Cluster – experiments with continuous curves in 1974.

This optical grammar, for which Symmetries–such as those that arise in kaleidoscopes and with which Franke also experimented aesthetically in series such as Intarsia–represent a simple principle, then becomes abstractly mathematically comprehensible, like musical notation. Another element of this visual grammar, which can already be described mathematically, is for Franke not only symmetry but also Continuity, whose significance for human perception he analyzed just as much as its aesthetic dimension. Thus, these overarching mathematical rules of such notations can be used for any art design in the future. Even if this complex mathematics of visual art is largely still not accessible to us today, for Franke there is always an underlying mathematically describable structure for optical perception in every work. And this is what Franke calls the „core“ of a work of art. This core is particularly evident in computer art, which is per se algorithmic. For Franke, this algorithmic code constitutes the actual artistic value of digital works; in this respect, the printed work of computer art is „only“ one of many manifestations of this algorithm. 

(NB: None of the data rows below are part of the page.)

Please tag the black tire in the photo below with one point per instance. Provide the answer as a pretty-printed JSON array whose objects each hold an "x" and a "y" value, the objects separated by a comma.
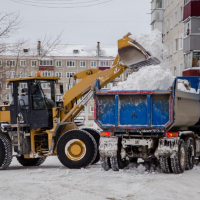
[
  {"x": 178, "y": 161},
  {"x": 30, "y": 162},
  {"x": 118, "y": 163},
  {"x": 5, "y": 152},
  {"x": 85, "y": 143},
  {"x": 165, "y": 164},
  {"x": 190, "y": 153},
  {"x": 96, "y": 136},
  {"x": 105, "y": 163}
]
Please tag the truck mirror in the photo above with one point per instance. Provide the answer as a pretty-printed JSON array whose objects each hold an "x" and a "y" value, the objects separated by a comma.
[{"x": 61, "y": 88}]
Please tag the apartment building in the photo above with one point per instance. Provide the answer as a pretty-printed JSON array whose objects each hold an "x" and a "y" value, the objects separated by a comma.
[
  {"x": 191, "y": 43},
  {"x": 63, "y": 62},
  {"x": 170, "y": 12}
]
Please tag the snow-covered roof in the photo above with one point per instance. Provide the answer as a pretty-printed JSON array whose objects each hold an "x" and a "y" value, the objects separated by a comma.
[{"x": 69, "y": 50}]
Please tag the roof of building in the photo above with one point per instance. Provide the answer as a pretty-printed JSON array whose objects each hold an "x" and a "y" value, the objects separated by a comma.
[{"x": 67, "y": 50}]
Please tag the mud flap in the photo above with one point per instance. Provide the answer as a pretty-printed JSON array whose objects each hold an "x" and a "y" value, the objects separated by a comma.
[{"x": 108, "y": 147}]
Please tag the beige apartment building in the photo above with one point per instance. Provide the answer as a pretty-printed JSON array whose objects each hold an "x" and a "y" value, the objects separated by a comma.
[
  {"x": 63, "y": 62},
  {"x": 171, "y": 13}
]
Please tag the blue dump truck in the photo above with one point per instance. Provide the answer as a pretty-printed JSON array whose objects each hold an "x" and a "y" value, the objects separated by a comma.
[{"x": 161, "y": 127}]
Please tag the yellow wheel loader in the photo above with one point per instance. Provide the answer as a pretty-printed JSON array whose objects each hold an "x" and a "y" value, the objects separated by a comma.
[{"x": 34, "y": 126}]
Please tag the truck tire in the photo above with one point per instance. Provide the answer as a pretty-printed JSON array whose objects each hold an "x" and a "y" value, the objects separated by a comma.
[
  {"x": 190, "y": 153},
  {"x": 5, "y": 152},
  {"x": 117, "y": 162},
  {"x": 105, "y": 163},
  {"x": 165, "y": 164},
  {"x": 96, "y": 136},
  {"x": 30, "y": 162},
  {"x": 76, "y": 149},
  {"x": 178, "y": 161}
]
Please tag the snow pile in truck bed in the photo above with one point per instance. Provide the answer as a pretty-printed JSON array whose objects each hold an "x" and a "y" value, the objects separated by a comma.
[
  {"x": 184, "y": 85},
  {"x": 152, "y": 77}
]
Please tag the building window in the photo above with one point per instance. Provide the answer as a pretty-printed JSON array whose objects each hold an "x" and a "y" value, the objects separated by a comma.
[
  {"x": 93, "y": 64},
  {"x": 58, "y": 63},
  {"x": 47, "y": 73},
  {"x": 70, "y": 63},
  {"x": 176, "y": 18},
  {"x": 196, "y": 59},
  {"x": 82, "y": 63},
  {"x": 181, "y": 69},
  {"x": 11, "y": 63},
  {"x": 58, "y": 97},
  {"x": 69, "y": 74},
  {"x": 46, "y": 62},
  {"x": 171, "y": 22},
  {"x": 181, "y": 13},
  {"x": 158, "y": 3},
  {"x": 105, "y": 63},
  {"x": 22, "y": 63},
  {"x": 91, "y": 108},
  {"x": 175, "y": 45},
  {"x": 34, "y": 63},
  {"x": 59, "y": 74},
  {"x": 23, "y": 74},
  {"x": 69, "y": 86},
  {"x": 33, "y": 73},
  {"x": 181, "y": 42}
]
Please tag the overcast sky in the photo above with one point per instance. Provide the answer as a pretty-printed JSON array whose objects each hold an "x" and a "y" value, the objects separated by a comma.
[{"x": 87, "y": 22}]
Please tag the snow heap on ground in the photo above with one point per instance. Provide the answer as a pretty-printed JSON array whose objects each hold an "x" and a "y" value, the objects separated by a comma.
[{"x": 147, "y": 78}]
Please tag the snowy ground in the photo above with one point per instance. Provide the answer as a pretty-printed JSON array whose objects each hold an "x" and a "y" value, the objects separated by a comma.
[{"x": 52, "y": 181}]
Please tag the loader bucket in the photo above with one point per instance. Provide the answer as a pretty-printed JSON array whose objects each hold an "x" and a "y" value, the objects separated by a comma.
[{"x": 134, "y": 55}]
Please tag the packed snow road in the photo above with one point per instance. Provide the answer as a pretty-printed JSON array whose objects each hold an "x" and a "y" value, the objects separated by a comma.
[{"x": 52, "y": 181}]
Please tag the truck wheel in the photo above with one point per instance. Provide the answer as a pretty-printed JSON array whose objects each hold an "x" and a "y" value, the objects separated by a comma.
[
  {"x": 96, "y": 136},
  {"x": 118, "y": 163},
  {"x": 190, "y": 153},
  {"x": 165, "y": 164},
  {"x": 5, "y": 152},
  {"x": 28, "y": 162},
  {"x": 105, "y": 163},
  {"x": 178, "y": 161},
  {"x": 76, "y": 149}
]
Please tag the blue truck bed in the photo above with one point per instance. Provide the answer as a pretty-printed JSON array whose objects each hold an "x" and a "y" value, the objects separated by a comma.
[{"x": 146, "y": 111}]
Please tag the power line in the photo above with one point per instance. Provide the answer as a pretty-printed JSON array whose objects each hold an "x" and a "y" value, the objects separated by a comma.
[
  {"x": 56, "y": 2},
  {"x": 80, "y": 6}
]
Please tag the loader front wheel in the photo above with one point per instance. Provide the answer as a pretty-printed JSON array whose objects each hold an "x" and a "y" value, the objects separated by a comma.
[
  {"x": 76, "y": 149},
  {"x": 5, "y": 152},
  {"x": 96, "y": 136},
  {"x": 30, "y": 162},
  {"x": 190, "y": 153}
]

From a mathematical point of view, a grammar is a method that reduces the information content, since it combines variants of certain contexts into a cluster that have the same structural features by means of a formalized description. The method is not only known in mathematics, but also plays an essential role in the brain when it comes to the rapid processing of sensory impressions into neuronal structures that also allow quick decisions.

But for Franke, in addition to structure formation, random always plays a major role in art design. Franke creates his own works in the area of tension between this rational analysis with methods of science–this includes aspects such as developing algorithms creatively, playing through trial and error–but also specifically using random as a creative moment in art, as for example in the PC program Gramus from 1980 with the interplay of random processes and symmetries.

This interplay of analytical cognitive work and the influence of random can be seen as a guiding principle throughout Franke’s artistic work – not only in the visual arts, but also in literature: for his models of possible future scenarios follow precisely these principles in science fiction.

From the considerations described above, however, we can also derive an insight into the social utility of art: In today’s civilizations, successful perceptual processes no longer have the same significance as a means of survival as they once did for humans in the wild, where one had to react to dangers and be constantly „on guard.“ Nevertheless, even members of modern communities often find themselves in situations that require the ability to quickly perceive contexts in order to cope with them. The reception of works of art, which psychologically represents nothing other than a congitive learning process, contributes a great deal to the training of these perceptive abilities of man–no longer through dangerous situations to which man is exposed, but through aesthetic offers which he can absorb for pleasure. In this respect, Franke ascribes an important role to art and the artist for modern society as well.